Beginning next week, more than 600,000 property owners in Maryland will receive reassessment notices from the state assessments and taxation department and will be facing an average increase of 9.5 percent starting July 1.
That cold fact is hardly welcome news to homeowners who might have assumed that a slowing real estate market would translate into a lower property assessment when the state tax notice arrived.
Marylanders whose home or other property was reappraised by the state this year will see the 9.5 percent assessment increase TC for each of the next three years, slightly below the 10 percent cap on annual increases adopted by the 1990 state legislature.
On Monday, the state assessments and taxation department plans to mail reassessment notices to 600,000, or a third, of the property owners statewide. Local jurisdictions use those assessments in calculating property taxes.
The average homeowner may find more tax relief if he lives in one of the counties that have adopted caps lower than 10 percent.
Baltimore, Kent and Harford counties, for example, already have enacted caps of 4, 5 and 6 percent, respectively. Other jurisdictions, such as Baltimore and Howard County, are considering caps in that range. Homeowners there will not have to pay local property taxes on increases above those caps.
Calvert County, a jurisdiction which benefits from taxes generated by the huge Baltimore Gas and Electric Co. Calvert Cliffs nuclear power plant there, has a zero percent ceiling, meaning assessments won't rise despite what happens elsewhere in Maryland.
Lloyd W. Jones, state assessments and taxation director, said he fears many people believe that the national economic downturn will mean lower property assessments.
"With the softening real estate market, the public is going to believe higher assessments are out of line," he said. "It's the market that sets the value of a piece of property."
Although the number of sales dropped 10 percent during the past year, real estate prices increased during the last three years, Jones said. He said the increases totaled to an average of 35.2 percent.
In the past year, real estate prices have leveled off in many areas, although waterfront properties in places such as Anne Arundel and Baltimore counties continue to rise in value, he said.
His department released data on the reappraisals yesterday in an attempt to reduce the sting of next week's assessment notices and explain the new caps. The department reappraises a third of the state every year and phases in increases over a three-year period.
The notices being mailed Monday have been checked against 1990 sales to ensure accuracy. Most of the assessments have been correct, although 600 Essex area residents will be receiving a second notice in the next few weeks informing them that their reassessments are 10 percent too high and will be corrected, Jones said.

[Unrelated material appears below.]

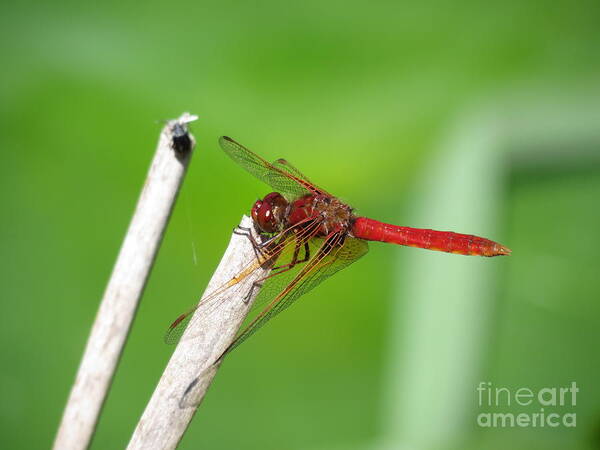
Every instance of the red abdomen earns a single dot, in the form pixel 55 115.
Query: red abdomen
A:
pixel 443 241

The average assessment increase announced yesterday varied from place to place.
In Anne Arundel, where the more rural southern region was reappraised, those homeowners would have had to pay taxes on a 13.6 percent assessment increase next year. The county, however, has proposed a 10 percent cap on such annual increases, following the state lead.
Baltimore, whose southern portion was reassessed, posted only a 4.7 percent annual increase, slightly above the 4 percent cap city officials are considering.
And Baltimore County, whose eastern part will be receiving the notices, saw a 7.8 percent increase, almost twice the local 4 percent ceiling.
Every county and city has until Jan. 1 to adopt the state 10 percent cap or a lower one. The cap would apply to all properties, regardless of where they are in the three-year reassessment cycle.
If every county adopted a 10 percent cap, for example, 234,000 Maryland homeowners with rapidly rising property values would be affected. Under that scenario, about $25 million would be lost in property taxes throughout Maryland next year, with a large chunk of that loss in Montgomery County alone, said Ronald Wineholt, associate director of the state assessments and taxation department.
The actual figure will be greater than $25 million because some local governments already have adopted lower caps, he said.